Bruce Weber American, b. 1946

“A Letter to True,” True and Tai, Montauk, New York, 2003.
Archival Pigment Print.
Edition of 15
11 x 14 in / 27 x 35 cm

Edition of 5
20 x 24 in / 50.8 x 61 cm
Hand-signed by artist, titled, numbered and dated on print verso

Look at the gap between them: a small golden retriever planted in the grass at the left edge, ears up, muzzle tilted skyward, and across a yard of empty clifftop the vast kneeling bulk of an elephant, one foreleg folded under, the other extended toe-first toward the sea. Tai's trunk curls back over itself like a question mark she's decided not to ask, and True sits with the patience of a dog who has waited through worse. Weber stages the whole picture on that single beat of distance — close enough to be a portrait of two friends, far enough that you feel the comedy and the tenderness of the scale.

This is from "A Letter to True," the 2003 film Weber made as an open letter to his golden retrievers, and the still carries the movie's whole register: Montauk light, a horizon line of sea behind them, grass going to seed at the cliff edge, a flat slab of rock parked at lower right like a piece of stage furniture. Nobody who has spent time with Weber's menagerie pictures will mistake the sensibility — the man who could make Calvin Klein bodies and Newfoundland dogs share the same hot, classical light brings exactly that even-handedness here, granting the elephant and the retriever equal dignity and equal charm.
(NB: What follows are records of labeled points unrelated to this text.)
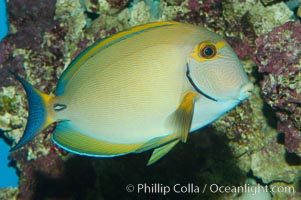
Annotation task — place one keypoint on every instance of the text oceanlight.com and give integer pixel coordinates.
(190, 188)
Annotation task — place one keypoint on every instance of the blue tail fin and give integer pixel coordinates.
(39, 117)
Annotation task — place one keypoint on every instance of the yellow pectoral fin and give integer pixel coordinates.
(181, 119)
(72, 140)
(160, 152)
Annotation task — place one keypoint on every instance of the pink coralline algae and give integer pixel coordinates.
(278, 56)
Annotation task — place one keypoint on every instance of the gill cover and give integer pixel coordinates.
(215, 70)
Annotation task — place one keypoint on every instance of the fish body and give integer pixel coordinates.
(140, 89)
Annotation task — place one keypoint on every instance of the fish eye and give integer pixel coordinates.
(207, 51)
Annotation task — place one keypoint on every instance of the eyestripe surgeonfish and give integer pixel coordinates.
(140, 89)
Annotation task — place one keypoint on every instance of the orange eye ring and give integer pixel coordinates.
(207, 51)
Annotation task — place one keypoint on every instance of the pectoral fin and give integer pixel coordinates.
(160, 152)
(181, 119)
(180, 122)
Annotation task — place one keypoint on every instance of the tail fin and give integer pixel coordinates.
(39, 115)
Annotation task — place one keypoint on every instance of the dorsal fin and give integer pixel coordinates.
(99, 46)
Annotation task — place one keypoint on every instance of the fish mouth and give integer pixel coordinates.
(194, 86)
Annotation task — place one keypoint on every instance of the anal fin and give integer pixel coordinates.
(160, 152)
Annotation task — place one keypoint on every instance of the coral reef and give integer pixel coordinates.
(244, 143)
(279, 58)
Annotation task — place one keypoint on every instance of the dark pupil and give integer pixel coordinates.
(208, 51)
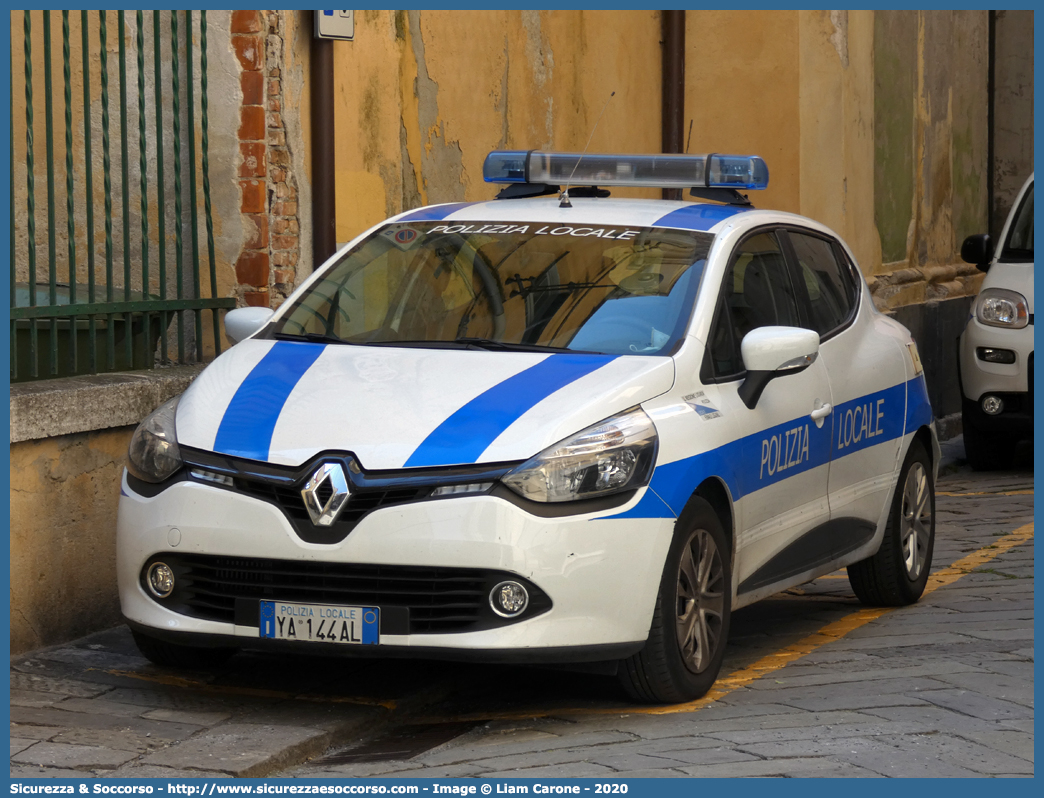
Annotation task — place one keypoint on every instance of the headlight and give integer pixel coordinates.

What sells it is the toe. That delicately pointed foot, suspended just above the turf, turns a four-ton animal into something balletic, almost coy, while the dog holds its ground and adores. It is a sentimental subject handled without a drop of sugar, printed deep and silvery so the elephant's creased hide and the retriever's loose fur read as two textures of the same affection. Rare, instantly Weber, and impossible to walk past.